Beautiful Boy: Bağımlılığın Yarattığı Kaosa Dair
Belçikalı yönetmen Felix van Groeningen’in ülkesi dışında ve İngilizce olarak çektiği ilk film, Hollywood’un çok sevilen iki oyuncusunu, madde bağımlılığına dair ağır, yoğun, karamsar ve etkileyici bir dramda bir araya getiriyor. Timothée Chalamet ve Steve Carell’i baba-oğul rolünde izlediğimiz Beautiful Boy, 2018’in duygusal olarak zorlayıcı filmlerinden…
Beautiful Boy, bir baba ve oğlunun ilişkisinin farklı dönemlerini karşımıza getiren ve bir yandan 18 yaşındaki Nic’in madde bağımlılığına, bir yandan da babası David’in onu bu ‘bataktan’ kurtartma çabasına yoğunlaşıyor. Baba ve oğulu canlandıran Steve Carell ve Timothée Chalamet‘nin performansları, gözyaşlarının kavgalara, çaresizliğin savunmasızlığa karıştığı anları hem inandırıcı hem de etkileyici kılıyor. Uzun yıllar devam eden The Office dizisi başta olmak üzere televizyon ve sinemada hep komedi oyunculuğuyla dikkat çeken Steve Carell, dizinin ardından çok yönlü bir oyuncu olduğunu kanıtlamak için elinden geleni yapmaya devam ediyor: 2014’teki Foxcatcher ile merhaba dediği drama oyunculuğuna sağlam bir başlangıç yapmış ve Oscar adaylığına kadar yürümüştü Carell, şimdi de endişeli ve çaresiz bir baba rolünde. Diğer yanda Timothée Chalamet… 2017’de hem Call Me by Your Name hem de Lady Bird‘de karşımıza çıkan genç oyuncu, sadece beyazperdede değil, boy gösterdiği tüm programlarda, etkinliklerde ve sosyal medyada sahip olduğu karizma, sevimlilik ve yetenek karışımı cazibeyi en iyi şekilde kullanarak bir yılda Hollywood’un en büyük yıldızlarından birine dönüştü. Resmen gözlerimizin önünde doğan ve büyüyecek olan bu yıldızı, 18 yaşındaki bir uyuşturucu bağımlısı rolünde görmenin ne kadar yürek burkucu olduğunu kestirmek zor değil.

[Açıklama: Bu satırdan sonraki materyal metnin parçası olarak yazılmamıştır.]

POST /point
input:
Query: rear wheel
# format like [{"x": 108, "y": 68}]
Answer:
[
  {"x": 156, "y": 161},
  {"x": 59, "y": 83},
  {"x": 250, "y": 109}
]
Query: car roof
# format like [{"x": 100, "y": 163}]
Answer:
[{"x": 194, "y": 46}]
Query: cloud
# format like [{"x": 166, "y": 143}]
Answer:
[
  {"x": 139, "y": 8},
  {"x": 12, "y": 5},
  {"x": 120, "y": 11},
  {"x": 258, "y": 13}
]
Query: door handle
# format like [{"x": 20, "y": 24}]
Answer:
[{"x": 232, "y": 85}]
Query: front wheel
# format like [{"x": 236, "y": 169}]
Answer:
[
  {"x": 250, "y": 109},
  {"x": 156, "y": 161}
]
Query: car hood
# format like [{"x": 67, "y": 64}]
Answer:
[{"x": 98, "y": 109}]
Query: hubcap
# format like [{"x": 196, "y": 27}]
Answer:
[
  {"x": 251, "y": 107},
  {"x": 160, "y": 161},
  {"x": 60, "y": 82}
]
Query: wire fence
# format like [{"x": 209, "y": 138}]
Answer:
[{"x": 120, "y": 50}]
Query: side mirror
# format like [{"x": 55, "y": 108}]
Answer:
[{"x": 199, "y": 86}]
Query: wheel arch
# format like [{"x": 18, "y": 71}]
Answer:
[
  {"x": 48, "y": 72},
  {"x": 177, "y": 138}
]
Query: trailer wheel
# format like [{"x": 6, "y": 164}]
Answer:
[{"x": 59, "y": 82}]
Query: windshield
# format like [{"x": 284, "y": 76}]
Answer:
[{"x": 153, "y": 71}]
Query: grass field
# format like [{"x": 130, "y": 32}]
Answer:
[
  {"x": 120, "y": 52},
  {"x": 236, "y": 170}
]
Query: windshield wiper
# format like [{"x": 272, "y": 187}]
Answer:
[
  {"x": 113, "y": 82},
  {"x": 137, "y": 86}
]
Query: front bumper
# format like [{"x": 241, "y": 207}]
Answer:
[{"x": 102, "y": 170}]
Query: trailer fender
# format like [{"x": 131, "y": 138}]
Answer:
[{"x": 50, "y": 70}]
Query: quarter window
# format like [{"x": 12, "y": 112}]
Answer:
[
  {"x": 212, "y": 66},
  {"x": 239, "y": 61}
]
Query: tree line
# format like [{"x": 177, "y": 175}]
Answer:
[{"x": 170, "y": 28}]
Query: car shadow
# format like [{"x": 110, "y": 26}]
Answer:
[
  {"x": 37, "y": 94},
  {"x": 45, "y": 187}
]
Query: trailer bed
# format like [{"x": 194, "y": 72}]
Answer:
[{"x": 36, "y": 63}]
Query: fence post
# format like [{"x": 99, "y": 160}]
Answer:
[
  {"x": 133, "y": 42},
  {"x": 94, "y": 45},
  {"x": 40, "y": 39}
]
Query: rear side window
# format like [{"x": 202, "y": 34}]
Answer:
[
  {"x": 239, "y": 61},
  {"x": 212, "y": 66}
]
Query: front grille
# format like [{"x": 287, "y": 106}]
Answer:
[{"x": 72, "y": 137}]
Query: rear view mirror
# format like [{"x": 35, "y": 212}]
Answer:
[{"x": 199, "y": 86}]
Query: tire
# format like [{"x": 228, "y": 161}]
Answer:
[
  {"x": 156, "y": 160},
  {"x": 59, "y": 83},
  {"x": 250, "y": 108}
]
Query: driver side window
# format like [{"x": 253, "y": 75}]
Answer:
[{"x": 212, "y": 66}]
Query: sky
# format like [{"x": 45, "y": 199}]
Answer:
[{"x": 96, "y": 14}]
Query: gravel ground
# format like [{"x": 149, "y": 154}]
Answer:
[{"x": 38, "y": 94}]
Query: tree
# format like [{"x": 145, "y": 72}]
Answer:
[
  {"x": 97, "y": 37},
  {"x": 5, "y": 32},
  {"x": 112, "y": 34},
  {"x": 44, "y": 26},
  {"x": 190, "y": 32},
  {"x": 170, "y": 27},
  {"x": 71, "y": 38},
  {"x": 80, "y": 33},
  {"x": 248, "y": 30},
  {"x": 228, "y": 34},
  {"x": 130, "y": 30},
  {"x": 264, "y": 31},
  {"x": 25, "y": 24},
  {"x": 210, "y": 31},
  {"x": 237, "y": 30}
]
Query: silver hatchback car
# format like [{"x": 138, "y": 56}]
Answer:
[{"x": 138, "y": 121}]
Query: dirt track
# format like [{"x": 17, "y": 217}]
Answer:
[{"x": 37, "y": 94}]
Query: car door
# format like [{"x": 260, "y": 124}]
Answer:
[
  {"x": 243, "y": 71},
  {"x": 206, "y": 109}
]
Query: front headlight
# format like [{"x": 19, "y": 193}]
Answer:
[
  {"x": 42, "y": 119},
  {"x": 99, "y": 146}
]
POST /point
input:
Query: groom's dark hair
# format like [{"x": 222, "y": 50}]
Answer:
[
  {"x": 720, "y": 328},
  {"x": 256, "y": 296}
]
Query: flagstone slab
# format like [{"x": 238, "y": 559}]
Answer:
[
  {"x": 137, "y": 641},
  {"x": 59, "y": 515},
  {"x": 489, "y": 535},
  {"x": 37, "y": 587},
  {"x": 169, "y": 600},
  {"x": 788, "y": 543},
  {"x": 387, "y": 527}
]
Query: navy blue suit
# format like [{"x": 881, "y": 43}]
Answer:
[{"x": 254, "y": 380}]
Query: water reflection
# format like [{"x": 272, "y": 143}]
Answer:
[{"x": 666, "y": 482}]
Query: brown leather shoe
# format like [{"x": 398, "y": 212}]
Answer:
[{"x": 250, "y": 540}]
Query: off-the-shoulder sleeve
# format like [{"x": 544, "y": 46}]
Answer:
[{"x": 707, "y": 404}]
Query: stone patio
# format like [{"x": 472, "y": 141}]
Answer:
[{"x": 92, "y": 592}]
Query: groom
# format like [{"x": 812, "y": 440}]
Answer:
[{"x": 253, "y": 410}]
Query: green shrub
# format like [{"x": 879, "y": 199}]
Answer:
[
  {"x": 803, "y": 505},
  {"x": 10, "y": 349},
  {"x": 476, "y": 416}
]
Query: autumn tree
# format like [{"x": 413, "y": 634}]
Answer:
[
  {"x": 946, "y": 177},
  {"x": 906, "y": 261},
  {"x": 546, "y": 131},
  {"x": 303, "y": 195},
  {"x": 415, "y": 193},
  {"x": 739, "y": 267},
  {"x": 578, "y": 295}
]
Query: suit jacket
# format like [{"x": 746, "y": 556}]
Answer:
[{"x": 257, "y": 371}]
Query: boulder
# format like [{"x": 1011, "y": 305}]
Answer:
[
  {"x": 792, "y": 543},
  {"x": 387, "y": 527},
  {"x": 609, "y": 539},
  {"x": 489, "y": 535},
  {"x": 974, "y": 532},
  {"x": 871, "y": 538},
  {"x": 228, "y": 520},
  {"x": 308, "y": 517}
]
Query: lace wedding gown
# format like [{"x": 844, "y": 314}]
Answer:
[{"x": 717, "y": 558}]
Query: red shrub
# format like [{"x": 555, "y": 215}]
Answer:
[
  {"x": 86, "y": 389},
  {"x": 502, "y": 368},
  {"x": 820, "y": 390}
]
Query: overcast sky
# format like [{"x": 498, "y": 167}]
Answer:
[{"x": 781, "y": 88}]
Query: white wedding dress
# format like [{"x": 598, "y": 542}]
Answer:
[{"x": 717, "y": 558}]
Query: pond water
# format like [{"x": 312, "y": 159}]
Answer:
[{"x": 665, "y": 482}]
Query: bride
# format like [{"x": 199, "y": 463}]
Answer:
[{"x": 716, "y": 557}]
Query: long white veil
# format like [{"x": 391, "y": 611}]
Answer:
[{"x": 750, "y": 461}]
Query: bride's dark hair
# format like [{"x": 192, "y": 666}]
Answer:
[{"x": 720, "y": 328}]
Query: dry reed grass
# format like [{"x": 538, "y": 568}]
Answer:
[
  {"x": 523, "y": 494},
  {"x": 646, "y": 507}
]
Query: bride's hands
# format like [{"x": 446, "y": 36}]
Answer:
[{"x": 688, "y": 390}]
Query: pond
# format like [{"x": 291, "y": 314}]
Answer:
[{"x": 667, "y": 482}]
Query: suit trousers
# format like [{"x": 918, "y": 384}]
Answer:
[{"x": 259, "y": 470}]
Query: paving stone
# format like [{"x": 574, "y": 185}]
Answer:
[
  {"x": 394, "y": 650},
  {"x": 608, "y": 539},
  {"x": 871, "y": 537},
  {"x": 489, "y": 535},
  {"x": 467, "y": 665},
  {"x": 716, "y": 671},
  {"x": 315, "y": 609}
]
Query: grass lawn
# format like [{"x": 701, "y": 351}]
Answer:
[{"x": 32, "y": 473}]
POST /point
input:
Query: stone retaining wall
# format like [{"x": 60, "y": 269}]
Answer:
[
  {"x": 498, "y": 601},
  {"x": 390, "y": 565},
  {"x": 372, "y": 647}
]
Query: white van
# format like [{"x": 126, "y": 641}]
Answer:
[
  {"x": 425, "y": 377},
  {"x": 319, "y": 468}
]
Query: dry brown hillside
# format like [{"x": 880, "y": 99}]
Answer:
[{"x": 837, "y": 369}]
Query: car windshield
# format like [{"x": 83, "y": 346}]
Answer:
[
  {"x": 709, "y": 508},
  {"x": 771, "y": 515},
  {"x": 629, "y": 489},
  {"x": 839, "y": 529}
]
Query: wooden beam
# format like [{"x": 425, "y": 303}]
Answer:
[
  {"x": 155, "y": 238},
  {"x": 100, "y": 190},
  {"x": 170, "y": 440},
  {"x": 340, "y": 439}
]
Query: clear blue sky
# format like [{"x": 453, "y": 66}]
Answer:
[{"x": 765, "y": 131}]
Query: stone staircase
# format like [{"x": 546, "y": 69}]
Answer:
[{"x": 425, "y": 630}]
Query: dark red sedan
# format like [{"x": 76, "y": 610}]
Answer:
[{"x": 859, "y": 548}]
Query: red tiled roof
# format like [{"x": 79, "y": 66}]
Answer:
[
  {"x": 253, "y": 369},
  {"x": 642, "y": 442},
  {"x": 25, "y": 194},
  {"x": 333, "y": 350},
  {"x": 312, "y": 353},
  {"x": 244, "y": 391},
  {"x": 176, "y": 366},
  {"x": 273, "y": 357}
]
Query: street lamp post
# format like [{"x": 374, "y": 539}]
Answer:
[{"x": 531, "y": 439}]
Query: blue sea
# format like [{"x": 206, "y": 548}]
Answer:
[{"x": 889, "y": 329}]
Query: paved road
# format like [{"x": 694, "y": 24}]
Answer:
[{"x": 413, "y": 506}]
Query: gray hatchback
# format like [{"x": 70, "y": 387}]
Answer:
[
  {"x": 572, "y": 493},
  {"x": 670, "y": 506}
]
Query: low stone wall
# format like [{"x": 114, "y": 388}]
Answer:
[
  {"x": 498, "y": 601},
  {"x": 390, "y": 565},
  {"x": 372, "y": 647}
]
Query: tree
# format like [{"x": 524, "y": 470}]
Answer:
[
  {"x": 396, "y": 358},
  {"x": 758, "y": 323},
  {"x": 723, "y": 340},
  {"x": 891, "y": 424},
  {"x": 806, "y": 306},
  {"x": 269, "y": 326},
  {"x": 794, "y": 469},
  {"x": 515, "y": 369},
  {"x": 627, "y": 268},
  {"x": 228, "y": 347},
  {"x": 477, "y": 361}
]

Filmin yönetmen koltuğunda oturan Belçikalı Felix van Groeningen‘in filmografisi, Beautiful Boy‘un konusuna ve karanlığına hiç de uzak olmayan filmlerle dolu. Alkol ve uyuşturucu tüketimi had safhada bir evde büyüyen küçük bir çocuğun büyüme hikayesi De helaasheid der dingen / The Misfortunates, birbirine deli gibi aşık bir çiftin kızları ölümcül hastalığa yakalandıktan sonra birbirlerinden nasıl uzaklaştığının müzikal melodramı The Broken Circle Breakdown, alkol bağımlılığının ve iş ortaklığının iki kardeşin hayatını nasıl etkilediğinin güncesi Belgica… Tüm bu filmlerinde (progresif ya da yenilikçi demek hafif kalır) anarşik ve kaotik bir müzik kullanımına ve kurgu seçimlerine başvuran, karakterlerinin psikolojik durumunu ya da psikolojik istikrarsızlığını tuhaf müzik ve kurgu hamleleri kullanarak yansıtmayı seven yönetmen, tüm bu özelliklerini Beautiful Boy‘da da koruyor. Filmin ABD’li izleyici tarafından tuhaf, eksik, mesafeli bulunması ya da ortalamanın altında eleştirilerle karşılanmasının nedeni de Hollywood anlatılarına oldukça ters düşen bu seçimler belki de. Ama aslında filmin kaosu kronolojiye tercih eden ve ani atlayışlara boğulmuş kurgusu, çaresiz bir babanın flashback‘lerle sürekli zihninde döndürdüğü “nasıl bu hale geldik?” ya da “böyle mi olacaktı?” sorularını da, bağımlı bir gencin dengesizlik, uyuşmuşluk ve savunmasızlık içeren öngörülmezliğini de yansıtıyor. Keza gerek sesinin yüksekliği, gerek sahneye ters düşen ton, tempo ya da moduyla dikkat dağıtıcı veya kötü seçilmiş olarak yaftalanabilecek müzik seçimleri de aslında iki karakterin yüreğindeki ve beynindeki fırtınaların bir izdüşümü.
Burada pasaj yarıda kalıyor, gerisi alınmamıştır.